In S4, the fashion weight score based on the scoring information is calculated:
Figure BDA0002537414530000031
wherein r isu,iIs the value of the user's score for fashion, ru,i(h) Vectorizing the score of each user for the normalized score value of the label h added by the user for the fashion item i, and then normalizing the score to be a unit vector:
Figure BDA0002537414530000032
i is the total number of all fashion items scored by the user.
In S4, the emotion-based fashion weight score is calculated as follows:
(1) deleting the special characters contained in the label;
(2) removing proper nouns in the tag;
(3) calculating the emotion scores of the tags, calculating the emotion scores of the tags by using an emotion dictionary of the user, and if the tags exist in the emotion dictionary of the user, using the scores in the emotion dictionary as the emotion scores of the tags:
we(hu,i)=EmotionScore(hu,i)
wherein EmotionScore (h)u,i) Is label h in emotion dictionaryu,iIf the label is contained in the emotion dictionary, the emotion score of the label is the emotion score in the emotion dictionary;
if a plurality of tags exist in the emotion dictionary of the user at the same time, calculating emotion scores according to the emotion values of the tags:
Figure BDA0002537414530000033
where set is a set composed of multiple tags, | set | is the number of all tags in the set, | set |, which is a set composed of multiple tagsemotionAnd | is the number of emotion labels in the set.

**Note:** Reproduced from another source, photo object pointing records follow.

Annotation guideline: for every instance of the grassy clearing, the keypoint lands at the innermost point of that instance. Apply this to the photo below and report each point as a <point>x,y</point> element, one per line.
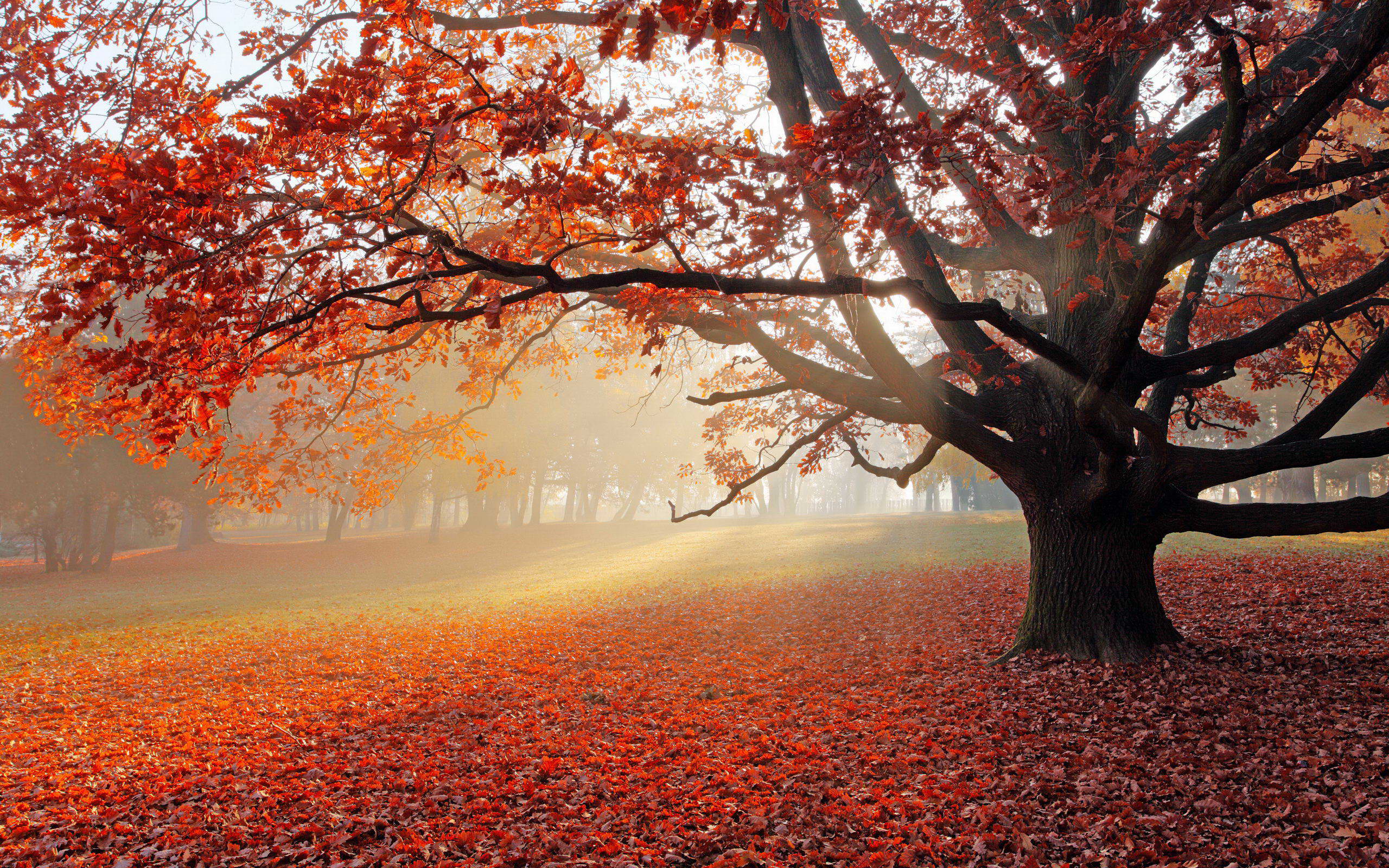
<point>547,567</point>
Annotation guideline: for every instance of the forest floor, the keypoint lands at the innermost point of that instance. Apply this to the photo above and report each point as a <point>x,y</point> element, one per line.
<point>805,692</point>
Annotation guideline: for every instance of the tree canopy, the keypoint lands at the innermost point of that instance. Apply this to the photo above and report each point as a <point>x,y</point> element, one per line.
<point>1041,232</point>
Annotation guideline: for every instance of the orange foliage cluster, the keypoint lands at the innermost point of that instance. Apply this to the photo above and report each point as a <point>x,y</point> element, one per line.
<point>846,723</point>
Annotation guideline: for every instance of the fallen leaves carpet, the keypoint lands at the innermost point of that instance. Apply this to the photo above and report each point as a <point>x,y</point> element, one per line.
<point>834,723</point>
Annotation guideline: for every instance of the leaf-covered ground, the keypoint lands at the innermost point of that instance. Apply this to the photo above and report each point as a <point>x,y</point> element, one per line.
<point>830,721</point>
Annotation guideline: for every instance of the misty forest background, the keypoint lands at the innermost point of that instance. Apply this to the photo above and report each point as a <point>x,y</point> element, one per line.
<point>585,445</point>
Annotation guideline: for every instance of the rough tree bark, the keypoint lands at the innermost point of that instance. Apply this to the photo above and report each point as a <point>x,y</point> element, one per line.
<point>1092,592</point>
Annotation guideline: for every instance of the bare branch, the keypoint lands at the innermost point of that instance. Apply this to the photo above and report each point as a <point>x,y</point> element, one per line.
<point>902,475</point>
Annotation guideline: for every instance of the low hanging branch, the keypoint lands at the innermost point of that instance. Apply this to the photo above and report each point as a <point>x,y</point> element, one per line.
<point>738,488</point>
<point>902,475</point>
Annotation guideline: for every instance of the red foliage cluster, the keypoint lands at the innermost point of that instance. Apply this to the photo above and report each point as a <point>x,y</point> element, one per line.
<point>845,723</point>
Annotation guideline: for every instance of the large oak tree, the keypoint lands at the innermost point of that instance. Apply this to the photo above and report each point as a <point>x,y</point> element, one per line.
<point>1102,210</point>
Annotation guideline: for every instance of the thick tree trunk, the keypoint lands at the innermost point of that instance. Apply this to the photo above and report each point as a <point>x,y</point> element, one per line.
<point>1092,593</point>
<point>106,549</point>
<point>435,519</point>
<point>192,529</point>
<point>336,520</point>
<point>538,497</point>
<point>482,512</point>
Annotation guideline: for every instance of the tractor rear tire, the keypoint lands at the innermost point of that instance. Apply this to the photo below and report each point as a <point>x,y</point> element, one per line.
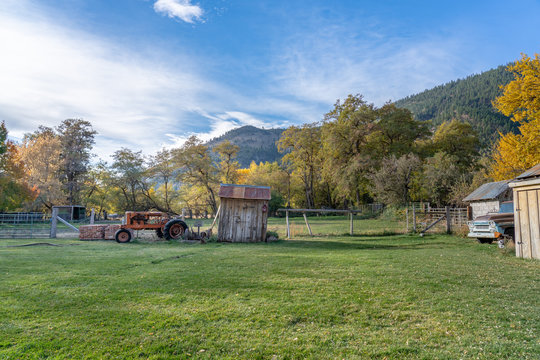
<point>175,229</point>
<point>122,236</point>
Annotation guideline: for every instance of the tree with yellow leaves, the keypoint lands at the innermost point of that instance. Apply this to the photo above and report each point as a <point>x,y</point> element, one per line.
<point>515,153</point>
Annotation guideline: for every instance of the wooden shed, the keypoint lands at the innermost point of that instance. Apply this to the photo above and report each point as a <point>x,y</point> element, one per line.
<point>244,213</point>
<point>488,198</point>
<point>526,189</point>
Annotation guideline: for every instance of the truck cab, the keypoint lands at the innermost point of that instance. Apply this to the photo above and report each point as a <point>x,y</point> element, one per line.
<point>494,226</point>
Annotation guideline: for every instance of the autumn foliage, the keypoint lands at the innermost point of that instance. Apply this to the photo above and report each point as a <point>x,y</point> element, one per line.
<point>515,153</point>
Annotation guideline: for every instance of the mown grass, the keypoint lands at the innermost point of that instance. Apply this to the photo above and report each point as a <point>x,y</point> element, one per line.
<point>366,296</point>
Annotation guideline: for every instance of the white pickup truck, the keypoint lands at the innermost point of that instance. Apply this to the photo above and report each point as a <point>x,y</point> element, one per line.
<point>494,226</point>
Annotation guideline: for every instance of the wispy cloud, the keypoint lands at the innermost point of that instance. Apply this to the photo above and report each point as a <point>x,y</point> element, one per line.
<point>330,62</point>
<point>180,9</point>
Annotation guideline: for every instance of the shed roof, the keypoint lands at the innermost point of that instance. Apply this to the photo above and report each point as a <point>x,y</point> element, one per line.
<point>531,173</point>
<point>249,192</point>
<point>488,191</point>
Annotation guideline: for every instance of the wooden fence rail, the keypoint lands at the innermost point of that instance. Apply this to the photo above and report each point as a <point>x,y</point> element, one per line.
<point>304,211</point>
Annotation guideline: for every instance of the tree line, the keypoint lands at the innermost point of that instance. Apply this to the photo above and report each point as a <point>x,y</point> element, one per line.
<point>358,153</point>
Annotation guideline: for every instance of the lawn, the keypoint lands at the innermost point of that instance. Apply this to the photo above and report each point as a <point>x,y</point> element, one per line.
<point>326,297</point>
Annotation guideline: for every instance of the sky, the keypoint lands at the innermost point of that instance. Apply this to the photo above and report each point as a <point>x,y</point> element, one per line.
<point>149,73</point>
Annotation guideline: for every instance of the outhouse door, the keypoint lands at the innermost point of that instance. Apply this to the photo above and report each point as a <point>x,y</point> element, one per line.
<point>527,230</point>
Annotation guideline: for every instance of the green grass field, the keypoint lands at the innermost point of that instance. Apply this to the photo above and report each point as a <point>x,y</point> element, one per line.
<point>326,297</point>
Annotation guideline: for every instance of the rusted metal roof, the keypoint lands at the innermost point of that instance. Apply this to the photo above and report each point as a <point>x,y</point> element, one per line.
<point>249,192</point>
<point>531,173</point>
<point>488,191</point>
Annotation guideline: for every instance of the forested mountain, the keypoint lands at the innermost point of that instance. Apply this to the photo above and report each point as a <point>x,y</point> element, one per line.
<point>255,144</point>
<point>466,99</point>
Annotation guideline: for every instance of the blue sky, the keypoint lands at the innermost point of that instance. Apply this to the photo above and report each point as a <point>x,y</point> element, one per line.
<point>149,73</point>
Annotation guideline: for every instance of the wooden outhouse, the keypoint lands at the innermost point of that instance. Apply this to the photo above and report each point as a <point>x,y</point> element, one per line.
<point>243,213</point>
<point>526,189</point>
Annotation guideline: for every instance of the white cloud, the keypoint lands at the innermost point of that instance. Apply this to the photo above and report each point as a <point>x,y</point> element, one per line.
<point>331,62</point>
<point>221,123</point>
<point>181,9</point>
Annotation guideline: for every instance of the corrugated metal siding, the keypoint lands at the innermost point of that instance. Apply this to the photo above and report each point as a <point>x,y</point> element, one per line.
<point>489,191</point>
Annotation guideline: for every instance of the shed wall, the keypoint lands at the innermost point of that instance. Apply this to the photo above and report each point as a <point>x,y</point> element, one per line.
<point>484,207</point>
<point>243,220</point>
<point>527,220</point>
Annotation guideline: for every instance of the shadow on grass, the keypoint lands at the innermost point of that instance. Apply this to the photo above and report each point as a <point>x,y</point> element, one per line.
<point>358,245</point>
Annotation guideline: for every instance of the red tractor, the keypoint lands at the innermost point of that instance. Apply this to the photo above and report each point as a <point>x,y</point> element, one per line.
<point>162,223</point>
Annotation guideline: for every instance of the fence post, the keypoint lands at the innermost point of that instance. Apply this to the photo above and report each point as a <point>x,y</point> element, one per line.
<point>54,223</point>
<point>288,227</point>
<point>448,220</point>
<point>407,215</point>
<point>307,224</point>
<point>352,226</point>
<point>414,219</point>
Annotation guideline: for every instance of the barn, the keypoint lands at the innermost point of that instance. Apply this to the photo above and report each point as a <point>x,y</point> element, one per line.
<point>526,188</point>
<point>243,213</point>
<point>488,197</point>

In S5, the average total weight score μ of each user is calculated using the total weight score of the label of each user uu
Figure BDA0002537414530000041
IuA set of numbers representing fashion items that have been evaluated by user u; pearson correlation coefficient may be used to measure similarity Sim (u, v) of scoring vectors between user u and user v, user (line)The Pearson correlation coefficient between u and v is defined as follows:
Figure BDA0002537414530000042
wherein Iu∩IvIs a set of label total weight scores known to both user u and user v.
A fashion recommendation system comprising: the information acquisition module is used for acquiring the grading information of the fashion product and the emotion score of the added label from the user, acquiring an emotion dictionary of the user and acquiring the information of the fashion product;
the data processing module is used for calculating and obtaining the following information based on the grading information of the fashion product and the emotion score of the added label of the user, the emotion dictionary of the user and the information of the fashion product: the method comprises the following steps of (1) obtaining a fashion weight score based on scoring information, a fashion weight score based on emotion, a total fashion weight score, a fashion popularity score, a fashion recommendation score and a fashion recommendation score list; calculating to obtain similar users by utilizing a similarity principle based on the total weight score of the fashion products by the users;
and the recommending module is used for recommending the fashion products to the similar users based on the fashion product recommending scores, the fashion product recommending score list and the similar users.
A fashion recommendation device comprises a processor, a memory, an information acquisition device and a recommendation result output device, wherein the processor is connected with the memory through an I/O interface, the information acquisition device is connected with the input end of the processor, and the recommendation result output device is connected with the output end of the processor; the memory stores an executable computer program, and the processor can execute the fashion recommendation method in the invention when executing the executable computer program and display the recommendation result through the recommendation result output device.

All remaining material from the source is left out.